Simultaneously, the sneaky, post-punk, and seemingly insane Lisbeth Salander (Rooney Mara) is proving herself as the greatest hacker in all of Sweden. However, her fractured lifestyle has made her a ward of the state, putting her in a submissive position to power. When Mikael needs an assistant, she becomes the best option.
Since the story is bound to the book, it suffers from some of the same downfalls. Although I find the book to be highly enjoyable, I’m not one to argue its perfection. It’s densely written, complicated, and almost too painfully slow to begin with. The book, and this movie, do make the ride worth it by the end. With its booming runtime, viewers get their money’s worth by the end, too.
Although I found the first adaptation to be very good, I felt like they shortchanged the ultimate take-home point of the story. This made the final conclusion seem compromised, ultimately tarnishing the film. The book climaxes relatively early, but it’s the third act that creates the emotional reaction that should be the climax. Without this part, the film turns into a locked-door crime mystery, which is limited in options.
This years Dragon Tattoo took all of the flaws and fixed them. It is important to realize that the story is about the actual girl with the dragon tattoo, which is Lisbeth. It isn’t about murder, corruption, or the Vanger family. It is about that sickly skinny, tattooed and pierced woman who rightfully hates men. She should, and is, the center of the story. Without her, the flaws would surface quickly and ultimately make the film forgettable.
David Fincher was smart to recognize the importance of Lisbeth. He didn’t shy away from her, creating the best character in cinema this year. She also may be the greatest female badass to ever hit the screen.
Fincher also doesn’t shy away from the source material, which is bleak and brutal. In his big-budget R-Rated thriller, the film is packed with purely heinous parts which warrant sufficient warning. The fact that there are multiple (not just one) rape scenes isn’t enough of a warning. The sex is provocative, making some question even its R rating. Be warned, the film is twisted in every sense of the word.
When the end credits role, the sincere emotional reaction that the book creates is replicated. With this feeling, I can’t help but laud about the success of the storytelling and cinematography. Fans of the book will not feel shortchanged, and people unfamiliar with the book will understand the hype behind it.
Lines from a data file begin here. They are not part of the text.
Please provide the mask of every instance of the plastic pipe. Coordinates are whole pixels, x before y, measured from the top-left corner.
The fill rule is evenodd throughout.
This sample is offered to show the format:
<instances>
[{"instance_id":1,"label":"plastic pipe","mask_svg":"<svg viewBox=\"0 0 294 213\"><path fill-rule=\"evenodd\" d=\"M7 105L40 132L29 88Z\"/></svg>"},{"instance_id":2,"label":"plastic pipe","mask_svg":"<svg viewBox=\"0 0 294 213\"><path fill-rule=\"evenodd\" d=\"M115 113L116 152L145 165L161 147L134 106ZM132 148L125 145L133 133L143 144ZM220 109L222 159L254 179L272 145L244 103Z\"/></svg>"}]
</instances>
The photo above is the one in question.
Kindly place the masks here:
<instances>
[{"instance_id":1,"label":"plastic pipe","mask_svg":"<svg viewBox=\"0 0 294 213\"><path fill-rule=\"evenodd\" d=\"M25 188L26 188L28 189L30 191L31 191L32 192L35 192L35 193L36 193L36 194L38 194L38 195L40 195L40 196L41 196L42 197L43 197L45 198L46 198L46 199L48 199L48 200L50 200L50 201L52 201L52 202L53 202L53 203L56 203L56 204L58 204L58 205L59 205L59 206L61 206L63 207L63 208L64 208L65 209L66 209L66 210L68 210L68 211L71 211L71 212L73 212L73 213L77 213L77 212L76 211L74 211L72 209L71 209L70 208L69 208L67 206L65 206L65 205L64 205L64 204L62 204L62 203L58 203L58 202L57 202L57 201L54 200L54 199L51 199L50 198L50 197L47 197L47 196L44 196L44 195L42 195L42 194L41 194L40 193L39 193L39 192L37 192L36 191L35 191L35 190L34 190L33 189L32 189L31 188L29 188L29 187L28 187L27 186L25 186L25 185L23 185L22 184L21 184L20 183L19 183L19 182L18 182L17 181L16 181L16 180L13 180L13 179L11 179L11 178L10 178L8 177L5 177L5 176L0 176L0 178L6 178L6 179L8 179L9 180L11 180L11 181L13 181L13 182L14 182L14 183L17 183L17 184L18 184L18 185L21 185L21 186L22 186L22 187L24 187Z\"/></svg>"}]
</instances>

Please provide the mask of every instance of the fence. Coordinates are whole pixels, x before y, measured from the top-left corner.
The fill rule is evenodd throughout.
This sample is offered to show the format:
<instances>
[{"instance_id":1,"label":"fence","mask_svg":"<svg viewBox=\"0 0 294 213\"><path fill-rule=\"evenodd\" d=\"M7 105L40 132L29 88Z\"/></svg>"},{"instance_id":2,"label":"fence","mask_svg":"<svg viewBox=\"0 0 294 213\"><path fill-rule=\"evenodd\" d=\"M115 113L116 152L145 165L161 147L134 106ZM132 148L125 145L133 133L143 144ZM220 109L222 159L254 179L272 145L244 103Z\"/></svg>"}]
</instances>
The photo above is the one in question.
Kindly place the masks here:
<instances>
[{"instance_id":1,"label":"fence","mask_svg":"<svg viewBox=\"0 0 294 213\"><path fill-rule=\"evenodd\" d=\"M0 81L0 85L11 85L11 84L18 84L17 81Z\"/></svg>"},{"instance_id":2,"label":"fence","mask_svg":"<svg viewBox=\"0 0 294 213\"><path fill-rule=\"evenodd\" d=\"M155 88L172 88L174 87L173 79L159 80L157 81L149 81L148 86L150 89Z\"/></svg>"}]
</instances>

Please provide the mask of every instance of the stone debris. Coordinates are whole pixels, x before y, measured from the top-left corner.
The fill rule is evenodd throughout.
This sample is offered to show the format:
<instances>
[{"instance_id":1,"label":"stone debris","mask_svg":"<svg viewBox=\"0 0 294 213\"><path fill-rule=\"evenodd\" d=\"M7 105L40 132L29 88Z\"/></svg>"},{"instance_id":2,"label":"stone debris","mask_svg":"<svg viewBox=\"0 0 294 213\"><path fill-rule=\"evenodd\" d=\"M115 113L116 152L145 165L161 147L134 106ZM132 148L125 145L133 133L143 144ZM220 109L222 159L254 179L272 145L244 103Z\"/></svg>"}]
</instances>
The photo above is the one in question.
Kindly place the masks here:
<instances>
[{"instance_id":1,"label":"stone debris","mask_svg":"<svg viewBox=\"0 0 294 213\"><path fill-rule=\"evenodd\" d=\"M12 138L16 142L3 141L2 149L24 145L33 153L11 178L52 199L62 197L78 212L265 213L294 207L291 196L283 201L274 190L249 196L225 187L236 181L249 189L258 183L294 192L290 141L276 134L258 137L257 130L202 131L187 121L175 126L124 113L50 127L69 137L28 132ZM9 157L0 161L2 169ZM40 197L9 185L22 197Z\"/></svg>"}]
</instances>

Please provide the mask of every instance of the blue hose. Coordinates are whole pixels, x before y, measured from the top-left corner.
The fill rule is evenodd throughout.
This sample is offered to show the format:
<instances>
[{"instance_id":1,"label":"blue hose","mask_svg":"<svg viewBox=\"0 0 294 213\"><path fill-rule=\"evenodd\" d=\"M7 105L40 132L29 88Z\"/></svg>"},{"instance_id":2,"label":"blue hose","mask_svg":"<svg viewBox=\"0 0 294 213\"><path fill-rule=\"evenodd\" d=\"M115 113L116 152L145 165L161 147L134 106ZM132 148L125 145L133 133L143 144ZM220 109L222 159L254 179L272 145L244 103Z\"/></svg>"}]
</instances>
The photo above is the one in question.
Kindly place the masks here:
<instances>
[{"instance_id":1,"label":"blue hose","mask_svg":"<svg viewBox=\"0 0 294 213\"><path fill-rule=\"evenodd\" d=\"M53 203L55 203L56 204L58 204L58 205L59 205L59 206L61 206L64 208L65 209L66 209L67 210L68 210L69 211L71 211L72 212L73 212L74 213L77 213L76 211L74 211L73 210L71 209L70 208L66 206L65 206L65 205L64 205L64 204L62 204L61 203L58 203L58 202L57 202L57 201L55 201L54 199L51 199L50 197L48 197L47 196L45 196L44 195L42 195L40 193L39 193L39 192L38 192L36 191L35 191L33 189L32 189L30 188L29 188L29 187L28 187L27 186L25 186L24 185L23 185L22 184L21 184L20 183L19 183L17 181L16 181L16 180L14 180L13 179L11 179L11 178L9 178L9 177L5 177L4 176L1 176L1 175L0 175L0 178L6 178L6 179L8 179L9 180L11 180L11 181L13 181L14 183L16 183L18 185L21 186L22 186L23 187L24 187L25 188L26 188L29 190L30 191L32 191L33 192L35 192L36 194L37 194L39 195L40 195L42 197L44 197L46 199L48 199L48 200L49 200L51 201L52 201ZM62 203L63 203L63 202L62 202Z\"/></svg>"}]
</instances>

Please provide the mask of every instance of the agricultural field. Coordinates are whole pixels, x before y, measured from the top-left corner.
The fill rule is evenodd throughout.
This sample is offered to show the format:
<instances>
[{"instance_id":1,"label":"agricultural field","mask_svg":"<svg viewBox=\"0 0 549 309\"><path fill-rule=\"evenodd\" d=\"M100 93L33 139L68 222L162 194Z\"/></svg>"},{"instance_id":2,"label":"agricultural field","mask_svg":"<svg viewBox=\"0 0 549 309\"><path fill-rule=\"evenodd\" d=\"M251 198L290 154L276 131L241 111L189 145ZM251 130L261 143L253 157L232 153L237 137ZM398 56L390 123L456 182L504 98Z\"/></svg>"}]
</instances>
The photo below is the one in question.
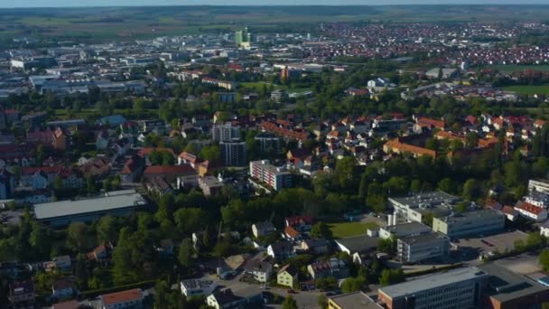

While it isn’t the greatest movie ever made, and probably not even the best of the this year, The Girl With The Dragon Tattoo is a great adaptation of the book. There are still major differences that may make some sticklers cringe, but Lisbeth isn’t shortchanged, which is what really matters. She’s beautifully insane.
For her performance, Rooney Mara deserves most of the credit for this film. She is worthy of every award she’ll get. Likewise, Fincher deserves a lot of credit for his direction, even if it isn’t his best serial killer movie he’s made to date. He does an outstanding job telling the complex and twisted journey that ultimately creates one of the oddest love stories of all time.
With a previewed warning of brutality and tragedy, I recommend a viewing. The ambient soundtrack (created by Trent Reznor), chilling tone, and great performances make the film unforgettable. It certainly isn’t a feel-good movie, but it never aimed at being one.